The Federal Reserve held the federal funds rate unchanged at 3.50%–3.75% at the April 2026 FOMC meeting, following a 0.9% MoM and 3.3% YoY rise in March CPI, as inflation pressures re-accelerate and internal divisions shift policy expectations.

  • The FOMC left the policy rate unchanged at 3.50%–3.75%, marking a third consecutive pause after 75 bps of cuts in late 2025, with a near-unanimous vote except for one dissent favoring a -25 bp cut, indicating continued caution despite prior easing.

  • Three regional Fed presidents dissented against retaining an easing bias, signaling disagreement with guidance that implies cuts are the next move and reflecting increased concern over upside inflation risks since the March meeting.

  • Inflation data has firmed, with March CPI rising 0.9% MoM and 3.3% YoY and core CPI at 2.6% YoY, both representing the highest readings in 2026 and reinforcing a shift in the Fed’s characterization of inflation from “somewhat elevated” to “elevated.”

  • Labor market conditions remain stable, with unemployment at 4.3% (-0.1 ppt) and +186k private job gains, while the Fed emphasizes the broader trend of “low” job gains using a 3-month average of 68k, indicating a balanced but not weakening labor backdrop.

  • Statement revisions highlight that energy-driven inflation is now an active shock rather than just a source of uncertainty, with the Fed distinguishing between the known impact of higher oil prices and the uncertain magnitude of their effects on the broader outlook.

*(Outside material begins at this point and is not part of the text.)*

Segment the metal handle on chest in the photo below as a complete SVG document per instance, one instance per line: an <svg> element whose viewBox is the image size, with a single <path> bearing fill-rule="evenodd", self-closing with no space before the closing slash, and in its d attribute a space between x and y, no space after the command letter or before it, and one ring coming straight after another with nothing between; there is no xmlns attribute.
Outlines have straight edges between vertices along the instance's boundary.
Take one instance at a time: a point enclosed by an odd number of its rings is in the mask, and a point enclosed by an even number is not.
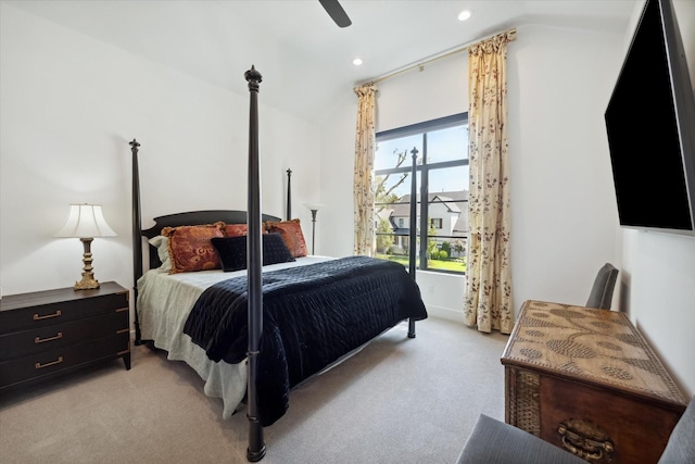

  • Powell indicated that policy is “near neutral” or “mildly restrictive,” allowing the Fed to wait for clearer signals, while acknowledging that risks of energy pass-through into core inflation are real but not yet quantifiable.

  • Market reactions reflected a more hawkish interpretation, with Treasury yields rising 8–10 bps across the curve, equities showing limited downside (-0.3% initial move in S&P 500 before stabilizing), and oil prices surging (+8.2% WTI to $108, +5.8% Brent above $110), reinforcing inflation concerns.

  • Rate expectations shifted materially, with FedWatch probabilities now assigning meaningful likelihood to rate hikes between December 2026 and September 2027, compared to sub-5% probabilities after the March meeting, indicating a move away from cuts as the base case despite unchanged policy and incoming leadership that had been expected to skew more dovish.